Showing posts with label first paragraph. Show all posts
Showing posts with label first paragraph. Show all posts

Tuesday, August 27, 2024

Publishing Part II: The Perfect First Page

How to write a perfect first page in your novel
One could argue that the first page of your novel is the most important. Not only is it the very maximum you will ever get from a prospective buyer at a bookstore, but many literary agents, as they wade through mountainous piles of submission, will use your opening words to either shuffle you to the reject pile (alongside 99% of the submissions they receive) or, if you executed it well, give you the chance to fulfill your life dream of becoming a published author.

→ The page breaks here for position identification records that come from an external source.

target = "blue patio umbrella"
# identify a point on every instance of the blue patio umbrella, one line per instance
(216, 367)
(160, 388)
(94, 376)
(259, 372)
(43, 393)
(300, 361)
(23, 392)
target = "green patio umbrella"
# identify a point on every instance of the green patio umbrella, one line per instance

Online organizations like Writer's Digest offer classes with names like "First Page Bootcamp" where you can get a master lesson and even personalized feedback from established agents about crafting a perfect first page. These classes can run as high as $200. Youch!  I don't know about you but that's a steep ask from me, and an expense I would have a hard time convincing my wife was necessary. However, there is plenty of advice (some dubious) available on the wide web and in my searches I stumbled across a "first page checklist" from established author C.S. Lakin, who has become an authority figure on novel-writing advice, that I found quite helpful. It includes "must-have" items such as a "Opening Hook: Clever writing and image that grabs the reader," and a "glimpse at character’s personal history, personality—shed light on motivation." (You can read/download the full checklist here). I found this helpful in analyzing the ways my first page might not be living up to its full potential.

I've decided to be harsh with my first page, and part of that means laying it out here for you to read and invite your meanest words. Help me beat it up and make it better. It's like a broken arm that healed crookedly: it needs to be rebroken to get it straight. So without further delay, here is my first page as it stands. Please comment below with your harshest, unadulterated, no-holds-barred criticism.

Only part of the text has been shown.